Evol Mol TP1b - Nucleotide substitution models

Estimating substitution (and mutation) rates between nucleotides

Nicolas Lartillot

Last modified on November 17, 2021

The last tutorial was introducing how to conduct a Bayesian phylogenetic analysis under the Jukes-Cantor model. In this tutorial, we will follow up on this, by exploring other models of nucleotide substitution. Starting from now, our main interest will not be in phylogenetic inference but in the substitution processes themselves. However, to estimate them, we need to account for the phylogeny.

A model of nucleotide substitution specifies the rates of substitution between all pairs of nucleotides. It is entirely defined by a 4x4 matrix called instantaneous rate matrix, or more simply, rate matrix ($Q$).
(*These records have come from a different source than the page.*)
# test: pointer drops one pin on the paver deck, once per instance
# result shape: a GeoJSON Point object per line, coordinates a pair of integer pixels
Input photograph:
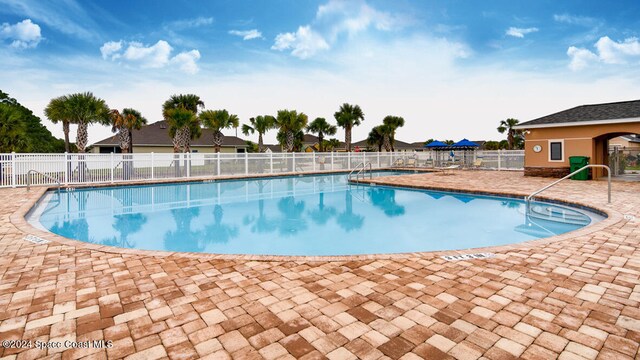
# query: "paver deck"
{"type": "Point", "coordinates": [570, 297]}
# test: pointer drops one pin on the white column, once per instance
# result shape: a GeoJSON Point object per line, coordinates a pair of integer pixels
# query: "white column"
{"type": "Point", "coordinates": [331, 160]}
{"type": "Point", "coordinates": [67, 165]}
{"type": "Point", "coordinates": [246, 163]}
{"type": "Point", "coordinates": [218, 160]}
{"type": "Point", "coordinates": [111, 158]}
{"type": "Point", "coordinates": [13, 169]}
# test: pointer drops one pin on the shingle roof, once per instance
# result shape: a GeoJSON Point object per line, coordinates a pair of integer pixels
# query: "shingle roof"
{"type": "Point", "coordinates": [157, 134]}
{"type": "Point", "coordinates": [594, 112]}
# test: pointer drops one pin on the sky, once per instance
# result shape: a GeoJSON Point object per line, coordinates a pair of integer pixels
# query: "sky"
{"type": "Point", "coordinates": [451, 69]}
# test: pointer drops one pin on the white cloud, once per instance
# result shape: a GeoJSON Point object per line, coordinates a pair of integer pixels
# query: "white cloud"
{"type": "Point", "coordinates": [607, 51]}
{"type": "Point", "coordinates": [186, 61]}
{"type": "Point", "coordinates": [189, 23]}
{"type": "Point", "coordinates": [575, 19]}
{"type": "Point", "coordinates": [520, 32]}
{"type": "Point", "coordinates": [23, 35]}
{"type": "Point", "coordinates": [304, 43]}
{"type": "Point", "coordinates": [154, 56]}
{"type": "Point", "coordinates": [110, 50]}
{"type": "Point", "coordinates": [612, 52]}
{"type": "Point", "coordinates": [247, 34]}
{"type": "Point", "coordinates": [332, 19]}
{"type": "Point", "coordinates": [580, 58]}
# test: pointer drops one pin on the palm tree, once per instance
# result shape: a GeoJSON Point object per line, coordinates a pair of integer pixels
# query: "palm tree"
{"type": "Point", "coordinates": [191, 103]}
{"type": "Point", "coordinates": [331, 144]}
{"type": "Point", "coordinates": [84, 109]}
{"type": "Point", "coordinates": [513, 135]}
{"type": "Point", "coordinates": [133, 121]}
{"type": "Point", "coordinates": [58, 111]}
{"type": "Point", "coordinates": [321, 127]}
{"type": "Point", "coordinates": [376, 137]}
{"type": "Point", "coordinates": [260, 124]}
{"type": "Point", "coordinates": [218, 120]}
{"type": "Point", "coordinates": [347, 117]}
{"type": "Point", "coordinates": [394, 122]}
{"type": "Point", "coordinates": [183, 125]}
{"type": "Point", "coordinates": [13, 136]}
{"type": "Point", "coordinates": [289, 122]}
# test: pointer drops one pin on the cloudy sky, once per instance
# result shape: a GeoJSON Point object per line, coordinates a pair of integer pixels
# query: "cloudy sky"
{"type": "Point", "coordinates": [452, 69]}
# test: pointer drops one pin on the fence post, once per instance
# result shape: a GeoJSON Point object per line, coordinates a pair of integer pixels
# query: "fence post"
{"type": "Point", "coordinates": [218, 171]}
{"type": "Point", "coordinates": [13, 169]}
{"type": "Point", "coordinates": [188, 158]}
{"type": "Point", "coordinates": [67, 167]}
{"type": "Point", "coordinates": [331, 160]}
{"type": "Point", "coordinates": [111, 160]}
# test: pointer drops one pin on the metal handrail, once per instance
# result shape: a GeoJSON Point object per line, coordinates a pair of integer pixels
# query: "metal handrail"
{"type": "Point", "coordinates": [530, 197]}
{"type": "Point", "coordinates": [45, 175]}
{"type": "Point", "coordinates": [363, 171]}
{"type": "Point", "coordinates": [354, 169]}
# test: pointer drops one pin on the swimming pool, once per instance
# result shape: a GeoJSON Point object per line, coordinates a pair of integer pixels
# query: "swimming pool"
{"type": "Point", "coordinates": [300, 215]}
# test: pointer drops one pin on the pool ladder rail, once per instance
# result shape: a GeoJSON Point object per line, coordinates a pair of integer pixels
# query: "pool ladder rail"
{"type": "Point", "coordinates": [362, 170]}
{"type": "Point", "coordinates": [532, 195]}
{"type": "Point", "coordinates": [43, 175]}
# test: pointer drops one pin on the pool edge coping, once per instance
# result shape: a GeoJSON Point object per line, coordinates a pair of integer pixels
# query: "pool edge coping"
{"type": "Point", "coordinates": [18, 219]}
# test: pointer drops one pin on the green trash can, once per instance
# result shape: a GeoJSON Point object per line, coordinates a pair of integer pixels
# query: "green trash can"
{"type": "Point", "coordinates": [576, 163]}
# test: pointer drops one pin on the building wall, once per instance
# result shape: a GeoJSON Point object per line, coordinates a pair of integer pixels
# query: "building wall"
{"type": "Point", "coordinates": [578, 141]}
{"type": "Point", "coordinates": [624, 144]}
{"type": "Point", "coordinates": [169, 149]}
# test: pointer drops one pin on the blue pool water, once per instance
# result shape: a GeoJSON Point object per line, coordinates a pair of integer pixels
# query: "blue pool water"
{"type": "Point", "coordinates": [307, 215]}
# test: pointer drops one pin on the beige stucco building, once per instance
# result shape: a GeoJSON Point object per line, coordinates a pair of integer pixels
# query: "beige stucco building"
{"type": "Point", "coordinates": [581, 131]}
{"type": "Point", "coordinates": [155, 138]}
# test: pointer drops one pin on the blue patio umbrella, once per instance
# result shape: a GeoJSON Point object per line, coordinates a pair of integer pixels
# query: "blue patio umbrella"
{"type": "Point", "coordinates": [436, 144]}
{"type": "Point", "coordinates": [465, 144]}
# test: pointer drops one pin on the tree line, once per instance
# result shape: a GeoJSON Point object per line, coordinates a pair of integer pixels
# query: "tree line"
{"type": "Point", "coordinates": [21, 131]}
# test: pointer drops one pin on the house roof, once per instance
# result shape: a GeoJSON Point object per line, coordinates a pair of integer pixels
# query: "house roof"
{"type": "Point", "coordinates": [624, 111]}
{"type": "Point", "coordinates": [310, 139]}
{"type": "Point", "coordinates": [157, 134]}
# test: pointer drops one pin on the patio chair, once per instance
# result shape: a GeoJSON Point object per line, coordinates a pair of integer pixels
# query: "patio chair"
{"type": "Point", "coordinates": [449, 169]}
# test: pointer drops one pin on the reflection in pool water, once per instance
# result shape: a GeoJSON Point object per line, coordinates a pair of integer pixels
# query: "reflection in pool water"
{"type": "Point", "coordinates": [312, 215]}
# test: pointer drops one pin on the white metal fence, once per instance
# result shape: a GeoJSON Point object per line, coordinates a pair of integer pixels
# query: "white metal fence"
{"type": "Point", "coordinates": [109, 168]}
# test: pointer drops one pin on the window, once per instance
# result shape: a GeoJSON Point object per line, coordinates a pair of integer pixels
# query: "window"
{"type": "Point", "coordinates": [555, 150]}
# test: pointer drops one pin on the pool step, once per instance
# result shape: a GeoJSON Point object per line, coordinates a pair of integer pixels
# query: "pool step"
{"type": "Point", "coordinates": [558, 214]}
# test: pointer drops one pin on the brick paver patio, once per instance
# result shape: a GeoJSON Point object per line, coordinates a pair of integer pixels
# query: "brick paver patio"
{"type": "Point", "coordinates": [574, 296]}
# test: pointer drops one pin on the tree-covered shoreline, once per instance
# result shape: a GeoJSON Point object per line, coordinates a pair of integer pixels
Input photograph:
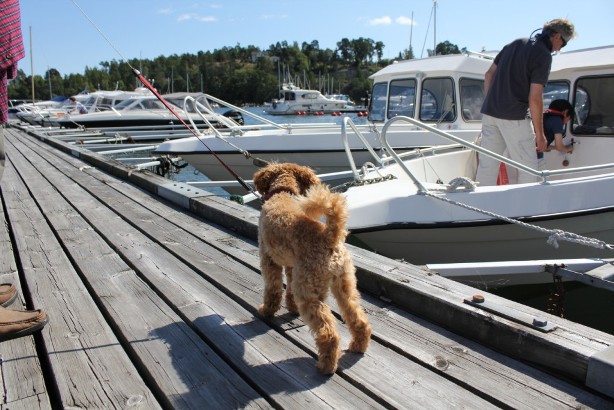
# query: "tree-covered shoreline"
{"type": "Point", "coordinates": [239, 75]}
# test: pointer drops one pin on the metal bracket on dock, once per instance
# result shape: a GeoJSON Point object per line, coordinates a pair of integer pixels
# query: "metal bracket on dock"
{"type": "Point", "coordinates": [181, 193]}
{"type": "Point", "coordinates": [600, 370]}
{"type": "Point", "coordinates": [535, 322]}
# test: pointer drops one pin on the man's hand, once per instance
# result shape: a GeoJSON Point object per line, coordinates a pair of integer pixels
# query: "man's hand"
{"type": "Point", "coordinates": [541, 142]}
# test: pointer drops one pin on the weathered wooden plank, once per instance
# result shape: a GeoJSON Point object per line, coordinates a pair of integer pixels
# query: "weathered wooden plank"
{"type": "Point", "coordinates": [425, 384]}
{"type": "Point", "coordinates": [20, 369]}
{"type": "Point", "coordinates": [451, 354]}
{"type": "Point", "coordinates": [188, 373]}
{"type": "Point", "coordinates": [285, 383]}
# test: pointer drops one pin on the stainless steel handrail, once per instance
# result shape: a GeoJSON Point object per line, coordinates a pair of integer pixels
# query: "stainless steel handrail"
{"type": "Point", "coordinates": [545, 174]}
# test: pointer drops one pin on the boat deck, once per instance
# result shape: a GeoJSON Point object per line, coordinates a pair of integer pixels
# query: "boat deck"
{"type": "Point", "coordinates": [152, 305]}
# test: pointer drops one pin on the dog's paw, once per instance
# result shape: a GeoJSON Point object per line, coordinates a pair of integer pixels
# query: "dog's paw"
{"type": "Point", "coordinates": [291, 306]}
{"type": "Point", "coordinates": [327, 366]}
{"type": "Point", "coordinates": [266, 311]}
{"type": "Point", "coordinates": [359, 345]}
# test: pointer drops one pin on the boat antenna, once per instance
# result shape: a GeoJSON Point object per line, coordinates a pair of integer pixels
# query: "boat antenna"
{"type": "Point", "coordinates": [147, 85]}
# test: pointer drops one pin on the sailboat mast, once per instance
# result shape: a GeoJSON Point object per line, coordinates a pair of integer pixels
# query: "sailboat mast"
{"type": "Point", "coordinates": [435, 27]}
{"type": "Point", "coordinates": [32, 65]}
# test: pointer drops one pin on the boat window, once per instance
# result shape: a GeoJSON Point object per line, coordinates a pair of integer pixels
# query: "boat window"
{"type": "Point", "coordinates": [437, 102]}
{"type": "Point", "coordinates": [124, 104]}
{"type": "Point", "coordinates": [593, 102]}
{"type": "Point", "coordinates": [555, 90]}
{"type": "Point", "coordinates": [377, 105]}
{"type": "Point", "coordinates": [289, 96]}
{"type": "Point", "coordinates": [471, 96]}
{"type": "Point", "coordinates": [402, 98]}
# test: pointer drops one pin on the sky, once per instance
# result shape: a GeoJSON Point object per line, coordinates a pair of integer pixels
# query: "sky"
{"type": "Point", "coordinates": [70, 35]}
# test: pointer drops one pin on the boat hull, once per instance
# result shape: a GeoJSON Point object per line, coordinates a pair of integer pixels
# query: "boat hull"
{"type": "Point", "coordinates": [492, 241]}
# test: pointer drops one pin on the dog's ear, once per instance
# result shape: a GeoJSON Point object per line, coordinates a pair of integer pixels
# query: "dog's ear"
{"type": "Point", "coordinates": [262, 180]}
{"type": "Point", "coordinates": [305, 177]}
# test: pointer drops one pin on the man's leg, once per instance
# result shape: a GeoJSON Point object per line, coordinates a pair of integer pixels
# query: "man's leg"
{"type": "Point", "coordinates": [492, 140]}
{"type": "Point", "coordinates": [520, 139]}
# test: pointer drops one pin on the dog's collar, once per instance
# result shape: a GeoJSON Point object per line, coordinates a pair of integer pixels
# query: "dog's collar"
{"type": "Point", "coordinates": [271, 193]}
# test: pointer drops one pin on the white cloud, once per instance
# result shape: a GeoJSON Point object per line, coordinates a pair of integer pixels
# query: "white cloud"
{"type": "Point", "coordinates": [206, 19]}
{"type": "Point", "coordinates": [405, 21]}
{"type": "Point", "coordinates": [188, 16]}
{"type": "Point", "coordinates": [379, 21]}
{"type": "Point", "coordinates": [184, 17]}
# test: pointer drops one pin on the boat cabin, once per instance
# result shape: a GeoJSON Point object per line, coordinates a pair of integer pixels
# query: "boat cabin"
{"type": "Point", "coordinates": [442, 89]}
{"type": "Point", "coordinates": [587, 76]}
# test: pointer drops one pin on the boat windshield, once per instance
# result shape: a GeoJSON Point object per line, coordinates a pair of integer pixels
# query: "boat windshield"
{"type": "Point", "coordinates": [472, 96]}
{"type": "Point", "coordinates": [593, 105]}
{"type": "Point", "coordinates": [402, 98]}
{"type": "Point", "coordinates": [437, 101]}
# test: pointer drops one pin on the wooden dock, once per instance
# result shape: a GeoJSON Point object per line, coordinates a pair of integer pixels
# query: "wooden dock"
{"type": "Point", "coordinates": [151, 288]}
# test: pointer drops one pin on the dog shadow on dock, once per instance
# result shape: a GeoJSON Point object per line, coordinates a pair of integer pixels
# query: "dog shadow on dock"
{"type": "Point", "coordinates": [221, 351]}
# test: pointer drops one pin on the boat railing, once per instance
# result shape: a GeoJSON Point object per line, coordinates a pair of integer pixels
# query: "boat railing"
{"type": "Point", "coordinates": [387, 154]}
{"type": "Point", "coordinates": [203, 108]}
{"type": "Point", "coordinates": [544, 174]}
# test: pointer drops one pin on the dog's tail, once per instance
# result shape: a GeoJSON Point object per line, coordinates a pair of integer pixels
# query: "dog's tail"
{"type": "Point", "coordinates": [318, 202]}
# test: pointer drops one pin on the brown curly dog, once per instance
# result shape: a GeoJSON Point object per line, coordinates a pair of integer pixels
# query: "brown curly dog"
{"type": "Point", "coordinates": [292, 236]}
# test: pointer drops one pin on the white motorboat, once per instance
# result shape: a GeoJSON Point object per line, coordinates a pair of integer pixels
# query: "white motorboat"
{"type": "Point", "coordinates": [428, 210]}
{"type": "Point", "coordinates": [142, 111]}
{"type": "Point", "coordinates": [100, 100]}
{"type": "Point", "coordinates": [444, 91]}
{"type": "Point", "coordinates": [297, 101]}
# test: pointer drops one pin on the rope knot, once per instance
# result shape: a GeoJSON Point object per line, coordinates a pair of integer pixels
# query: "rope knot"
{"type": "Point", "coordinates": [461, 183]}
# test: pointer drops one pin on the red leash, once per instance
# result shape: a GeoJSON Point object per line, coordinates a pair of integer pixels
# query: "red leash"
{"type": "Point", "coordinates": [194, 132]}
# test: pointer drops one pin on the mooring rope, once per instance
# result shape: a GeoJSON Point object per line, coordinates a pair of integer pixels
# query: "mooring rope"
{"type": "Point", "coordinates": [147, 85]}
{"type": "Point", "coordinates": [554, 235]}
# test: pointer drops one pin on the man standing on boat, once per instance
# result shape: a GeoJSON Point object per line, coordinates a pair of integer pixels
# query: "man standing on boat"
{"type": "Point", "coordinates": [513, 104]}
{"type": "Point", "coordinates": [13, 323]}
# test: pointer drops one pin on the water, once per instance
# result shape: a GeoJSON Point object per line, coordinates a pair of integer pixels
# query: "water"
{"type": "Point", "coordinates": [582, 304]}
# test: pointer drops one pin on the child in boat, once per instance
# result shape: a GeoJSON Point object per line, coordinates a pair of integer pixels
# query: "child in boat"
{"type": "Point", "coordinates": [555, 119]}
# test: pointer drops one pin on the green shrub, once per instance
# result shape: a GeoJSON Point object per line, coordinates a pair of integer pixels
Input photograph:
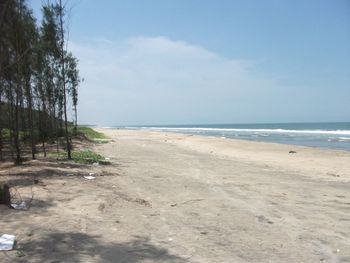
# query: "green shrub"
{"type": "Point", "coordinates": [83, 157]}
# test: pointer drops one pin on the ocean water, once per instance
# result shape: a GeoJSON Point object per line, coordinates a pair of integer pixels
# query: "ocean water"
{"type": "Point", "coordinates": [333, 135]}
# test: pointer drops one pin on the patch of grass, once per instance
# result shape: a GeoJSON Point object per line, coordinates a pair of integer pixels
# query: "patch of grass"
{"type": "Point", "coordinates": [92, 135]}
{"type": "Point", "coordinates": [83, 157]}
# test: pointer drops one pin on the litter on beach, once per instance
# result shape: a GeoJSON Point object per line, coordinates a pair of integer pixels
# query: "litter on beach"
{"type": "Point", "coordinates": [22, 206]}
{"type": "Point", "coordinates": [7, 242]}
{"type": "Point", "coordinates": [89, 177]}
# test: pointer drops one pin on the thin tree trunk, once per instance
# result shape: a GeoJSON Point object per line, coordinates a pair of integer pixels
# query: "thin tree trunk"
{"type": "Point", "coordinates": [64, 83]}
{"type": "Point", "coordinates": [30, 119]}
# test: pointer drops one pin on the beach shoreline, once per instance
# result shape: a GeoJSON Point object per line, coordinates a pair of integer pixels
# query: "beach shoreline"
{"type": "Point", "coordinates": [169, 197]}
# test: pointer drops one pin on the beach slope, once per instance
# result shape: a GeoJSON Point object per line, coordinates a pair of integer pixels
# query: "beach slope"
{"type": "Point", "coordinates": [178, 198]}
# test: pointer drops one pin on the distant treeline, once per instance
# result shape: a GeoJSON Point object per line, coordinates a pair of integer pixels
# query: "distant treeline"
{"type": "Point", "coordinates": [38, 77]}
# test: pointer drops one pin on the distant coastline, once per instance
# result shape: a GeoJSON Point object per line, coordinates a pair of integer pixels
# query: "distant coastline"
{"type": "Point", "coordinates": [329, 135]}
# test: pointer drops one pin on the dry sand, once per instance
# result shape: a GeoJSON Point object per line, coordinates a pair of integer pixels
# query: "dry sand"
{"type": "Point", "coordinates": [180, 198]}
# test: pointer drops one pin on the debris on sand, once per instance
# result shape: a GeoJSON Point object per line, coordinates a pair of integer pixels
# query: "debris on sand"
{"type": "Point", "coordinates": [89, 177]}
{"type": "Point", "coordinates": [7, 242]}
{"type": "Point", "coordinates": [21, 206]}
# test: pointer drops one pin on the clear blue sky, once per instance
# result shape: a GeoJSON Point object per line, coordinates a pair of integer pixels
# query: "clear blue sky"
{"type": "Point", "coordinates": [197, 61]}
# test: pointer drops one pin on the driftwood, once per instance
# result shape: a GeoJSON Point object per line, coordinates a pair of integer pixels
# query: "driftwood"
{"type": "Point", "coordinates": [5, 196]}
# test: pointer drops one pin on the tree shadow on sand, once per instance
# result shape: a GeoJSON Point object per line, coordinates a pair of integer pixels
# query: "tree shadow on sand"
{"type": "Point", "coordinates": [80, 247]}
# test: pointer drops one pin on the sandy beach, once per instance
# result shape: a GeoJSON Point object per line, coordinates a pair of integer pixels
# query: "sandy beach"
{"type": "Point", "coordinates": [170, 197]}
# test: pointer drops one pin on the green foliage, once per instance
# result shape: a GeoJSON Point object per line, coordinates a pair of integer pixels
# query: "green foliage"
{"type": "Point", "coordinates": [92, 135]}
{"type": "Point", "coordinates": [82, 157]}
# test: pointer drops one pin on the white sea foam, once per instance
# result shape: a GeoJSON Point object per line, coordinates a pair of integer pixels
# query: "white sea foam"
{"type": "Point", "coordinates": [271, 131]}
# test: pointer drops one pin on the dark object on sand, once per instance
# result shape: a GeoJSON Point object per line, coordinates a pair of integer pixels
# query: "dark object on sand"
{"type": "Point", "coordinates": [5, 196]}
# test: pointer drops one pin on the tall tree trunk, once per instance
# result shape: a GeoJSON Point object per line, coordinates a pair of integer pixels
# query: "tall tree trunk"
{"type": "Point", "coordinates": [16, 128]}
{"type": "Point", "coordinates": [63, 73]}
{"type": "Point", "coordinates": [30, 119]}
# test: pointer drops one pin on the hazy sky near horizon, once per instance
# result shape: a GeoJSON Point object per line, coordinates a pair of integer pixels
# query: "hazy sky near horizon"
{"type": "Point", "coordinates": [202, 61]}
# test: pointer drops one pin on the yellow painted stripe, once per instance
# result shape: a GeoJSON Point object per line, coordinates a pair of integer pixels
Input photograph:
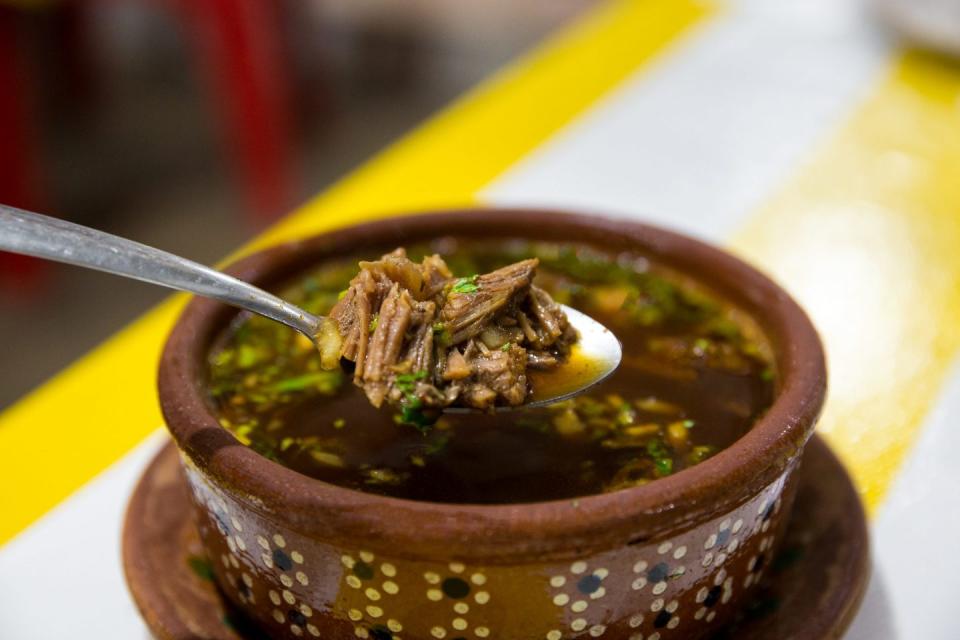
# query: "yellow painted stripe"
{"type": "Point", "coordinates": [867, 238]}
{"type": "Point", "coordinates": [87, 417]}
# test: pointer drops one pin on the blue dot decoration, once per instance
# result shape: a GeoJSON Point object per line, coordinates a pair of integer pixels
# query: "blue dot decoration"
{"type": "Point", "coordinates": [658, 572]}
{"type": "Point", "coordinates": [723, 536]}
{"type": "Point", "coordinates": [282, 560]}
{"type": "Point", "coordinates": [455, 588]}
{"type": "Point", "coordinates": [662, 619]}
{"type": "Point", "coordinates": [713, 596]}
{"type": "Point", "coordinates": [589, 584]}
{"type": "Point", "coordinates": [296, 617]}
{"type": "Point", "coordinates": [362, 570]}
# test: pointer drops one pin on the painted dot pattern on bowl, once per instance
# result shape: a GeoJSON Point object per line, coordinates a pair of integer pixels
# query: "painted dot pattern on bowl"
{"type": "Point", "coordinates": [681, 587]}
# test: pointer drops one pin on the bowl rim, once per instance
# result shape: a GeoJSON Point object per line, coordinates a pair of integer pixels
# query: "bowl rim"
{"type": "Point", "coordinates": [503, 533]}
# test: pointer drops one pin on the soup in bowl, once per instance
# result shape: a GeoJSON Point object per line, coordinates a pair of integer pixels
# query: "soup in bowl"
{"type": "Point", "coordinates": [646, 507]}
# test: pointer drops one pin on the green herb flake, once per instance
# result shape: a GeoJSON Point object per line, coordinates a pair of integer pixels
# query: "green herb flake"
{"type": "Point", "coordinates": [201, 567]}
{"type": "Point", "coordinates": [466, 285]}
{"type": "Point", "coordinates": [663, 466]}
{"type": "Point", "coordinates": [323, 381]}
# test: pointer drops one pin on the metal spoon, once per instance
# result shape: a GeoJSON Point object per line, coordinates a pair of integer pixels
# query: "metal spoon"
{"type": "Point", "coordinates": [44, 237]}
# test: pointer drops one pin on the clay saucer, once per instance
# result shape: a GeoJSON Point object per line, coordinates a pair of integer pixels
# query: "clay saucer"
{"type": "Point", "coordinates": [811, 592]}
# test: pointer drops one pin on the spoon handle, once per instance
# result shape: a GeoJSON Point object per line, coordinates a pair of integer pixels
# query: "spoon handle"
{"type": "Point", "coordinates": [44, 237]}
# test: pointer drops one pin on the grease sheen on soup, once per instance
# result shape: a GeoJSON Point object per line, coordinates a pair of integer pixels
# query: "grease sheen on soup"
{"type": "Point", "coordinates": [696, 374]}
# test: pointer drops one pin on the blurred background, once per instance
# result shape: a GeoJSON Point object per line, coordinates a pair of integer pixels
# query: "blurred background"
{"type": "Point", "coordinates": [192, 124]}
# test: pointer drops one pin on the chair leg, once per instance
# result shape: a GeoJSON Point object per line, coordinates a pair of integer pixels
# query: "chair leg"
{"type": "Point", "coordinates": [238, 46]}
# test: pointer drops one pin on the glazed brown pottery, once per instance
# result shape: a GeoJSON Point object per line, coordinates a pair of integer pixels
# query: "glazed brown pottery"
{"type": "Point", "coordinates": [671, 559]}
{"type": "Point", "coordinates": [810, 592]}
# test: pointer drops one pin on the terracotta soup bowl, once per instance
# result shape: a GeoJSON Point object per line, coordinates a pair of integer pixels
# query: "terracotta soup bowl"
{"type": "Point", "coordinates": [670, 559]}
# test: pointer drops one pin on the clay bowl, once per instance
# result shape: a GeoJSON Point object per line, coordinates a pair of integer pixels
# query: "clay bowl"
{"type": "Point", "coordinates": [669, 559]}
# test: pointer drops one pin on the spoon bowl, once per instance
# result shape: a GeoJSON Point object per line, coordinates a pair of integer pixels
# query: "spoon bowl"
{"type": "Point", "coordinates": [53, 239]}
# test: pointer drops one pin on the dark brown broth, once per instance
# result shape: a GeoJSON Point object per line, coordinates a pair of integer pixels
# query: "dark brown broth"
{"type": "Point", "coordinates": [693, 368]}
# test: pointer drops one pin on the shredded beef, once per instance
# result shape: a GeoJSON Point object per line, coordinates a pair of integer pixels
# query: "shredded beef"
{"type": "Point", "coordinates": [421, 338]}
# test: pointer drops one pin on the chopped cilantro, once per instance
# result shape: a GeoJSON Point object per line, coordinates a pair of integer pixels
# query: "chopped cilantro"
{"type": "Point", "coordinates": [663, 466]}
{"type": "Point", "coordinates": [466, 285]}
{"type": "Point", "coordinates": [201, 567]}
{"type": "Point", "coordinates": [323, 381]}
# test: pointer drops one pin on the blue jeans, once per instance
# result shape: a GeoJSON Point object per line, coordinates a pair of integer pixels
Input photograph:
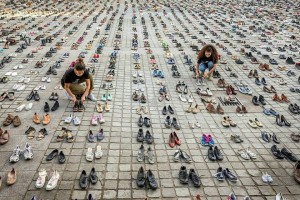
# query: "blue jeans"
{"type": "Point", "coordinates": [204, 66]}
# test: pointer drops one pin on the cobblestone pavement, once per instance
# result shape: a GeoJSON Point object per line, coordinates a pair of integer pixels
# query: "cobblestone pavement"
{"type": "Point", "coordinates": [117, 169]}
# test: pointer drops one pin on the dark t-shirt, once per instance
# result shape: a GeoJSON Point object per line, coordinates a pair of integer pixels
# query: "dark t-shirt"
{"type": "Point", "coordinates": [205, 60]}
{"type": "Point", "coordinates": [71, 77]}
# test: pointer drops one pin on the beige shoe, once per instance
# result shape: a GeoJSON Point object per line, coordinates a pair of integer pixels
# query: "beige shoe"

We have seen in the last tutorial that the instantaneous rate matrix for the JC model is given by:

\[Q_{JC} = \begin{pmatrix} {*} & \frac{1}{3} & \frac{1}{3} & \frac{1}{3} \\ \frac{1}{3} & {*} & \frac{1}{3} & \frac{1}{3} \\ \frac{1}{3} & \frac{1}{3} & {*} & \frac{1}{3} \\ \frac{1}{3} & \frac{1}{3} & \frac{1}{3} & {*} \end{pmatrix} \mbox{ ,}\]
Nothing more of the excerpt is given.